Crossfire (1947) is a good movie, but it takes some tenacity to stay with it. In a sense, there are three plots in a row. Who murdered the Jewish man: We figure out who the murderer is before half way. Then the principal plot element is whether the innocent artist, Mitchell, will escape false accusation. Then when the police investigator figures out who the murderer is, the question becomes how to prove the murderer actually did it.

Besides these three substantial plot shifts, the film may confuse or disappoint viewers who expect a classic film noir but get instead a film that has many elements of noir that do not try to coalesce into a film noir. The detective (Robert Young), instead of being outside the action and/or corrupt (as are traditional in noir), is central to the movie and an usual fact-oriented father figure. There is no femme fatale, although Gloria Graham appears as a gin-hall dance girl showing a flicker of interest in the good looking artist. There is no noir protagonist; rather four actors split the limelight. Robert Young, methodical and level-headed; Robert Mitchem, a together and responsible military man who helps solve the crime; Robert Ryan, a seemingly respectable ex-soldier who is violently anti-Semitic; and, the closest to a noir protagonist, the lesser known George Cooper, who is disoriented by his return to civilian life and unable to cope when accusations of murder are levelled against him. Even the ground-breaking theme of anti-Semitism is not something you’d expect in a film noir.  
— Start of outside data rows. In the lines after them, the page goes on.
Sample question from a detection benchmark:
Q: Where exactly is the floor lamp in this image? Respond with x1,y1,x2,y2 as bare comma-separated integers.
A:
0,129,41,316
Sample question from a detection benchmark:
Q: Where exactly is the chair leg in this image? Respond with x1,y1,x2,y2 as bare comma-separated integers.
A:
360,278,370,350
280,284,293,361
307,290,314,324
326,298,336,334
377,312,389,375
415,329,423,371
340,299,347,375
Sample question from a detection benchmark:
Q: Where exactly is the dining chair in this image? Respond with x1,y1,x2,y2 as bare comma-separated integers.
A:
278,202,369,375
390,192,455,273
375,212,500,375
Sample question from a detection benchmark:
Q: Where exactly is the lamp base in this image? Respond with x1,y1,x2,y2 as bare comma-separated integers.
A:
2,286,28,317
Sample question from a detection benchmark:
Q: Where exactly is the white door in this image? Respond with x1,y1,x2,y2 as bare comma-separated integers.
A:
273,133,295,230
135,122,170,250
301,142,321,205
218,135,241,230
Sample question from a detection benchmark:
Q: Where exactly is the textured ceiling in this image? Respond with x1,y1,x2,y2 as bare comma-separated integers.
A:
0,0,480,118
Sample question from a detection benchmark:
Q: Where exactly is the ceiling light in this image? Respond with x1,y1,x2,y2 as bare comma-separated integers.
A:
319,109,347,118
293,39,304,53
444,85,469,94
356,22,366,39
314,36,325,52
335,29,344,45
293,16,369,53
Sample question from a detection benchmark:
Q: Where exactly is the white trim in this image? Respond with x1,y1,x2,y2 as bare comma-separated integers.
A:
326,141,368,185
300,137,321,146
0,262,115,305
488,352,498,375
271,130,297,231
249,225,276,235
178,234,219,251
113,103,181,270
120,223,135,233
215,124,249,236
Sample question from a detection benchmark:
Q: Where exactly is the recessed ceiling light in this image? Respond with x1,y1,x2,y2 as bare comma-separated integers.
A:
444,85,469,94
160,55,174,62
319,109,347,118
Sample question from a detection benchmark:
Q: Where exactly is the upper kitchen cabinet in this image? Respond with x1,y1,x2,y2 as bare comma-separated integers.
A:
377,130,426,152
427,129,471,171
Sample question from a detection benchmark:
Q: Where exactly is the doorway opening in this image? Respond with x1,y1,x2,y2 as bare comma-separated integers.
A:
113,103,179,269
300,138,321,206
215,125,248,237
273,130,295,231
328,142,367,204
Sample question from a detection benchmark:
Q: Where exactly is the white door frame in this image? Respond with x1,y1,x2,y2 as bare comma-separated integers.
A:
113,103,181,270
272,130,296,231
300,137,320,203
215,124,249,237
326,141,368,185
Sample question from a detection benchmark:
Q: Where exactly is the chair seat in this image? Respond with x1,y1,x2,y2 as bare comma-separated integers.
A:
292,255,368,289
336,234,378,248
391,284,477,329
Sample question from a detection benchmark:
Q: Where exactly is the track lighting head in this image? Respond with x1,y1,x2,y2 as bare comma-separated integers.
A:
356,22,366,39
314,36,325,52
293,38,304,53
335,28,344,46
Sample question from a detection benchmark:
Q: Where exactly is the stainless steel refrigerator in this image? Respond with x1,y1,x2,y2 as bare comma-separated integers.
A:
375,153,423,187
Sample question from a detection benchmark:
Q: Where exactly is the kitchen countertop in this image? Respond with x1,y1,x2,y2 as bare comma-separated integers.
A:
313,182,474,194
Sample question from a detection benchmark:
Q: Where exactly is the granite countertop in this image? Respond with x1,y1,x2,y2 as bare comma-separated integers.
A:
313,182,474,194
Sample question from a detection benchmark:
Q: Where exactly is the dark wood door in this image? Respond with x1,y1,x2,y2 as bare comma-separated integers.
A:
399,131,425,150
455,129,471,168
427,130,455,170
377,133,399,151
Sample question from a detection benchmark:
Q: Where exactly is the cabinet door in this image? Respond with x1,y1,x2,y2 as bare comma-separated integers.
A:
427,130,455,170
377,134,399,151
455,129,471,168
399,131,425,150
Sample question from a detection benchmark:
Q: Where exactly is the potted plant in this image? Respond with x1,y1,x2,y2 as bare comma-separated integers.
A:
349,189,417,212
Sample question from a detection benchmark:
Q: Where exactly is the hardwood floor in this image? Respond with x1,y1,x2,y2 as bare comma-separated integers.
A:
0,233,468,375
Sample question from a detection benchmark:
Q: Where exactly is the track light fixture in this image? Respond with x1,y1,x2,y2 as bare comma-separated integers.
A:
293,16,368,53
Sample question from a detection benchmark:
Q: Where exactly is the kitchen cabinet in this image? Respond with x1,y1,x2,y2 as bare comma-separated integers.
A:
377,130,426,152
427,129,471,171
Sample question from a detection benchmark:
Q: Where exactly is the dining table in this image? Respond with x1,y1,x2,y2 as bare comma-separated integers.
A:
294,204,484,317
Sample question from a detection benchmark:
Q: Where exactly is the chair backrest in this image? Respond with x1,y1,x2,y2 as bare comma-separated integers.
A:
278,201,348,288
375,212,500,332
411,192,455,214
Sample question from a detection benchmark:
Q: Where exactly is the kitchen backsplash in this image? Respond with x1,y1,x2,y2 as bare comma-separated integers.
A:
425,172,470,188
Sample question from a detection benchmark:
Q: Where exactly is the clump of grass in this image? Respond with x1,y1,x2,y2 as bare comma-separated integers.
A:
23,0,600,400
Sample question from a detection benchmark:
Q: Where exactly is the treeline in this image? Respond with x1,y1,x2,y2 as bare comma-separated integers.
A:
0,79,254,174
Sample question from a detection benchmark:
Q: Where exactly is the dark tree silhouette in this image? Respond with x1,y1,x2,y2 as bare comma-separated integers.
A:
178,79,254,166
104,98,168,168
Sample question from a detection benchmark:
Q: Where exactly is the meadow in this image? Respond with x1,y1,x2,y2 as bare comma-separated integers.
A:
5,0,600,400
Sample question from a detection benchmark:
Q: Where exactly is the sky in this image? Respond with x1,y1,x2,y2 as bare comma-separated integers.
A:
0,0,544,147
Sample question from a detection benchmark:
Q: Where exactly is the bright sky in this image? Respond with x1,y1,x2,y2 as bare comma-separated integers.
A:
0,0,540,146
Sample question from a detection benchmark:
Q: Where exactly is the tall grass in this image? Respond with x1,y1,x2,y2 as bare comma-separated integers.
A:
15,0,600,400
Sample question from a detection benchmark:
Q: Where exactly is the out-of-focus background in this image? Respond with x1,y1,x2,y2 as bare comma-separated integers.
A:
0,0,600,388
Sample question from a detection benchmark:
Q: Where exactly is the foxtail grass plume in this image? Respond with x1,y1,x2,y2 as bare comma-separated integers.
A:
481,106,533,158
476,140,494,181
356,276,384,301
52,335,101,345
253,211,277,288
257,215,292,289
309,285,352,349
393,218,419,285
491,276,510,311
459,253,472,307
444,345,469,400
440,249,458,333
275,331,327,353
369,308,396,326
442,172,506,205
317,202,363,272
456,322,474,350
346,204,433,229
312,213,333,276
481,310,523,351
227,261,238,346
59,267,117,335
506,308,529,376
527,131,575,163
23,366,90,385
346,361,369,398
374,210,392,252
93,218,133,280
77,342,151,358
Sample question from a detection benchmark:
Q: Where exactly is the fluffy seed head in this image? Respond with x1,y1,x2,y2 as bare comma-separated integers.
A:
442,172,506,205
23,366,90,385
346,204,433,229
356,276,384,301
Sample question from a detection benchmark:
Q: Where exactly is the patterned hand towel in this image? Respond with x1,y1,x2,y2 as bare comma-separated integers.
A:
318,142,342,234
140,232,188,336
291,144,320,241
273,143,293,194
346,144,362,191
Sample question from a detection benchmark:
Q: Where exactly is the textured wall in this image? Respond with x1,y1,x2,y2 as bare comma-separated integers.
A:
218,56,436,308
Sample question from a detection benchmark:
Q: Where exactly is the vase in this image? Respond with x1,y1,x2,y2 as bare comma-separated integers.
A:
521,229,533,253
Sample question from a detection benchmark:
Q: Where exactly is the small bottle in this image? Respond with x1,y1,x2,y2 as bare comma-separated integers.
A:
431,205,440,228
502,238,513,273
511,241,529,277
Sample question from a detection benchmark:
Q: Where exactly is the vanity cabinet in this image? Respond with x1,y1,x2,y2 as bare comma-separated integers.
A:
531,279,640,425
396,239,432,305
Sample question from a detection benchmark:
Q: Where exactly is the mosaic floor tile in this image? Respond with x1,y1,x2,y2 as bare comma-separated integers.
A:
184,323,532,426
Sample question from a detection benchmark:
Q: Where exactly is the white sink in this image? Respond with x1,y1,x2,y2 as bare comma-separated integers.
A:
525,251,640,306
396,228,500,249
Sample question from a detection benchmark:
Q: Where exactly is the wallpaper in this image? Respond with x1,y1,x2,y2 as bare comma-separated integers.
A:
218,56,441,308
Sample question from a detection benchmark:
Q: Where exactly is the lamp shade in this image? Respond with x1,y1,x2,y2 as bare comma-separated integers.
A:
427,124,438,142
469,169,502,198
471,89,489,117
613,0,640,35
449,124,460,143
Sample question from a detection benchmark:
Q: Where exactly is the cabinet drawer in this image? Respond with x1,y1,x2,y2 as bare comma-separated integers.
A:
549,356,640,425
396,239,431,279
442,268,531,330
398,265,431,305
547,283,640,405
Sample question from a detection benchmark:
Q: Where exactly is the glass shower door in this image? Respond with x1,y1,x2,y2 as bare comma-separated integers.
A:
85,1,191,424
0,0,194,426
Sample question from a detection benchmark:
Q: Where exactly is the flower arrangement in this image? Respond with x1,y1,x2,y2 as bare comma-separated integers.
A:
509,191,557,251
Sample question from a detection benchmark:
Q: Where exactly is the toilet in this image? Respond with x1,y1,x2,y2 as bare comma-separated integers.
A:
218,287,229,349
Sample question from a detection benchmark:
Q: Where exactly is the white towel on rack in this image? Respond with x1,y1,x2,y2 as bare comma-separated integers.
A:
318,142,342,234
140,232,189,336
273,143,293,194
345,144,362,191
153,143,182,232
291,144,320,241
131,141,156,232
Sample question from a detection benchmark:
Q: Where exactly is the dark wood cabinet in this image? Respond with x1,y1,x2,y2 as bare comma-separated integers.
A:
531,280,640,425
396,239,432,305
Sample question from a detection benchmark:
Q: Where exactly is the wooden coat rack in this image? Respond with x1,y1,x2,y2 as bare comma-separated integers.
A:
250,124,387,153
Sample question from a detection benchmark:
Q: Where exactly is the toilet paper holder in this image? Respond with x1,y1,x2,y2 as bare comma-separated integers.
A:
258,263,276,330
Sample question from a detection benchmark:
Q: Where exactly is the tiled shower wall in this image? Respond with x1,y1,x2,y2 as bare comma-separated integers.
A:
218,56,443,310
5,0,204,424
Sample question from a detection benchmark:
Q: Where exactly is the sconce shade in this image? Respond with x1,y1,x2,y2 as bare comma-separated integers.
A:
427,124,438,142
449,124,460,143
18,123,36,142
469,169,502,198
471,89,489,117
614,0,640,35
The film is probably better considered as simply a drama. Noir hangs over it because it was shot at RKO studios, the house of B noirs, in only 20 days with a tight budget of $250,000 (a little bit more than some of the pictures got). And Edward Dmytryk, a famous noir director, made the picture. The black and white photography is noir style but not particularly good. The mediocre cinematography could be because the film was shot on studio lots in order to save money, and because essentially no new sets were constructed for the picture.  

The strength of the movie is the acting. Although Mitchem is flat and uninteresting, nearly every other character is interesting and well-portrayed. Two actors were nominated for Academy Awards. I particularly liked Robert Young, in his only noir-style movie, because he was so matter-of-fact and relied on facts and deduction rather than toughness to crack the case. In a minor role, Paul Kelley is wonderfully pathetic as the unwanted husband of the Gloria Grahame character. And the seldom-seen Jacqueline White has several scenes in the middle of the movie that show what a good actress she was and argue again for her to be nominated as most beautiful woman in film noir. 

The weakness of the movie is that the film does not do what Edward Dmytryk said it was meant to do: Show why the murderer would kill someone simply because they were Jewish. The answer is hatred. But we get no idea where that hatred came from.